Moreover, the latest withdrawal is much higher than the outflow of Rs 412 billion (Rs 41,216 crore) witnessed in the entire 2008 -- during the global financial crisis.
Interestingly, this is only the second time, when FPIs had taken a bearish stance on the capital markets in the first six months of the year.
"FPI outflow and inflow is dependent on many macro and micro factors. Our macros are very closely linked to the price of crude oil, which is the largest import bill for India. Increase in crude oil leads to an increased current account deficit and high domestic inflation.
"Rising current account deficit is putting pressure on INR exchange rates and higher domestic inflation will put upward pressure on interest rates. Weaker exchange rates and higher interest rates make dollar return weaker for FPIs, which leads to withdrawal of funds," said Reliance Securities Head of Retail Broking Rajeev Srivastava.
Besides, US interest rates are on rise, which further incentivises withdrawal of foreign liquidity, Srivastava added.
Echoing similar views, R Sreesankar, co head-equities at Prabhudas Lilladher said: "We already run trade deficit and in addition we are importing roughly 85 per cent of crude requirement, any increase in global crude prices will have a further impact on trade deficit and more importantly the Rupee with everything else reaming as normal. This also adds up to the pressure".
It has been a bumpy ride this year as far as FPI flows are concerned and the fluctuations in net flows at times have been massive, thus making the entire proposition unpredictable.
While in January, FPIs invested a net sum of Rs 223 billion (Rs 22,272 crore) in the capital market. However, in February they were net sellers to the tune of Rs 117 billion (Rs 11,674 crore). On the other hand, they again turned positive in March and put in Rs 27 billion (Rs 2,662 crore).

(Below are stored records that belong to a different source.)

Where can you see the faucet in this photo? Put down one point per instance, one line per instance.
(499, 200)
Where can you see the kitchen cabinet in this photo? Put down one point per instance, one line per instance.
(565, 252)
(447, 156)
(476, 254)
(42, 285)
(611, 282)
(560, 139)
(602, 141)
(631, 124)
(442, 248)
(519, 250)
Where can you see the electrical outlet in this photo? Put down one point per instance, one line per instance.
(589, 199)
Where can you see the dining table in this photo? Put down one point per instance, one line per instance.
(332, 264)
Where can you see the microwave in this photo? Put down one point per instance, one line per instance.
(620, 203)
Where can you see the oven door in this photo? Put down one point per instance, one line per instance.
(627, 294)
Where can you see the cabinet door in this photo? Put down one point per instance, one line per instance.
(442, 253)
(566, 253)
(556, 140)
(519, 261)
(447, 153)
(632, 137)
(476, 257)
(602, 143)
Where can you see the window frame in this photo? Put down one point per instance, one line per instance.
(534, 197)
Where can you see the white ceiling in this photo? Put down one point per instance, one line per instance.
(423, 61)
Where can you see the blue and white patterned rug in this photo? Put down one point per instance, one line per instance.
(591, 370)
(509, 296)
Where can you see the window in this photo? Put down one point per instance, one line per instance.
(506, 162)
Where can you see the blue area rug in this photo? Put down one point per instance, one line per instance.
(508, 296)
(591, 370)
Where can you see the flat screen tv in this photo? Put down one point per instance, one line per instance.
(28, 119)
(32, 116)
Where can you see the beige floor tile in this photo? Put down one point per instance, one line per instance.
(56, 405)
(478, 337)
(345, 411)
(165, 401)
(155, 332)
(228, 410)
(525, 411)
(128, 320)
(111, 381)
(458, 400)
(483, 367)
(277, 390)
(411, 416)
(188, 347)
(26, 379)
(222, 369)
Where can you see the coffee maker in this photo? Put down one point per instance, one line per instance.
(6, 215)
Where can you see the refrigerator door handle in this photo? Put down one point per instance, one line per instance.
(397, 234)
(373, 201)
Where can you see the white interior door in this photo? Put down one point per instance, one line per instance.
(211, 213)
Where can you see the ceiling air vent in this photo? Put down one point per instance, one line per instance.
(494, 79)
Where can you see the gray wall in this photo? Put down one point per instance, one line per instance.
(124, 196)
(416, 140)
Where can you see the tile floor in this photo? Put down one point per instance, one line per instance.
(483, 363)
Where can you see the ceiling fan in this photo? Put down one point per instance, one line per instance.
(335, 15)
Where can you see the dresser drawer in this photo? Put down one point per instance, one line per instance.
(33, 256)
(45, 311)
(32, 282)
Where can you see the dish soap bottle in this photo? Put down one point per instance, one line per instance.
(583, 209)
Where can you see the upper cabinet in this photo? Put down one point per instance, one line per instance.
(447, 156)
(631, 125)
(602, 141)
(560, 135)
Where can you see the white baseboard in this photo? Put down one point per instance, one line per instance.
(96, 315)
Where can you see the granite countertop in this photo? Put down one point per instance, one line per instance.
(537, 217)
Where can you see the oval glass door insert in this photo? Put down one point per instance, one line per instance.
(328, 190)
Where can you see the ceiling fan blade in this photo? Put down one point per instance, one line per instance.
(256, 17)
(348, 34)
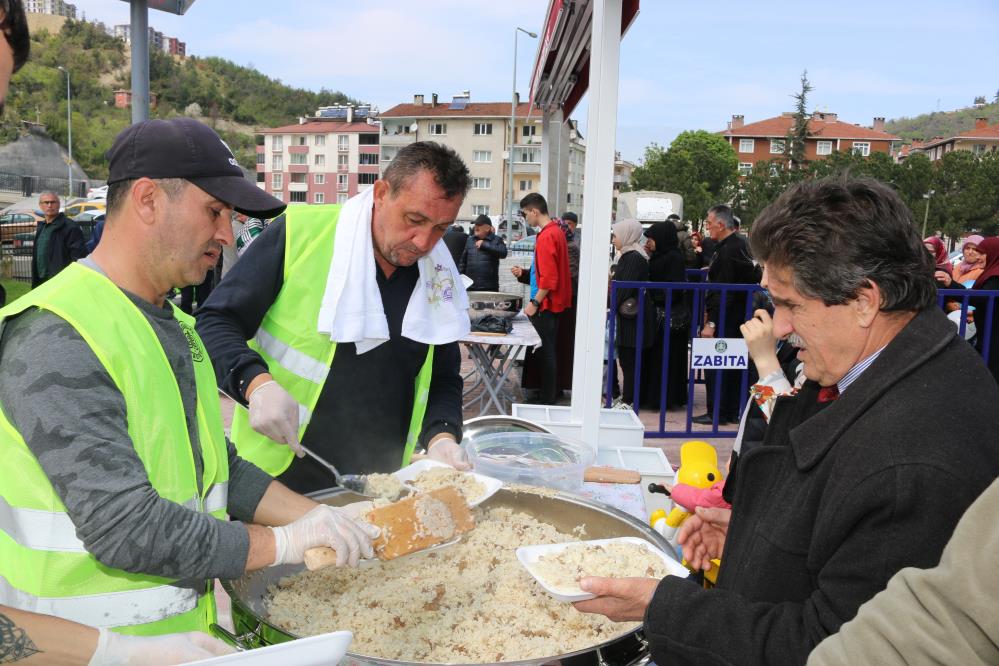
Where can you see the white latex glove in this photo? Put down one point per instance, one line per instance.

However, they tooka bearish stance in April and the momentum continued till June. Over the past three months, overseas investor withdrew Rs 610 billion (Rs 61,000 crore).
"Undoubtedly, this year has been extremely unfavourable from FPI flow perspective. This could be attributed to multiple factors. There has been significant outflow from India focused offshore funds and exchange-traded funds (ETFs) which contributes a significant portion towards FPI flow," Morningstar India Senior Analyst Manager Research Himanshu Srivastava said.
Moreover, he said that India is currently fraught with higher crude prices and depreciating Indian currency.
"The expectation is that the currency may depreciate even further if US Federal Reserve continue to hike rates. The increasing interest rates in the US does not augur well for the emerging economies like India and lead foreign investors to shift their focus to US," Srivastava said.
Broadly, India has to offer a better risk-reward profile, as against comparable countries, to foreign investors to attract their investments. Currently, with the challenges Indian economy is facing, it seems FPIs have chosen to look for other alternatives, he added.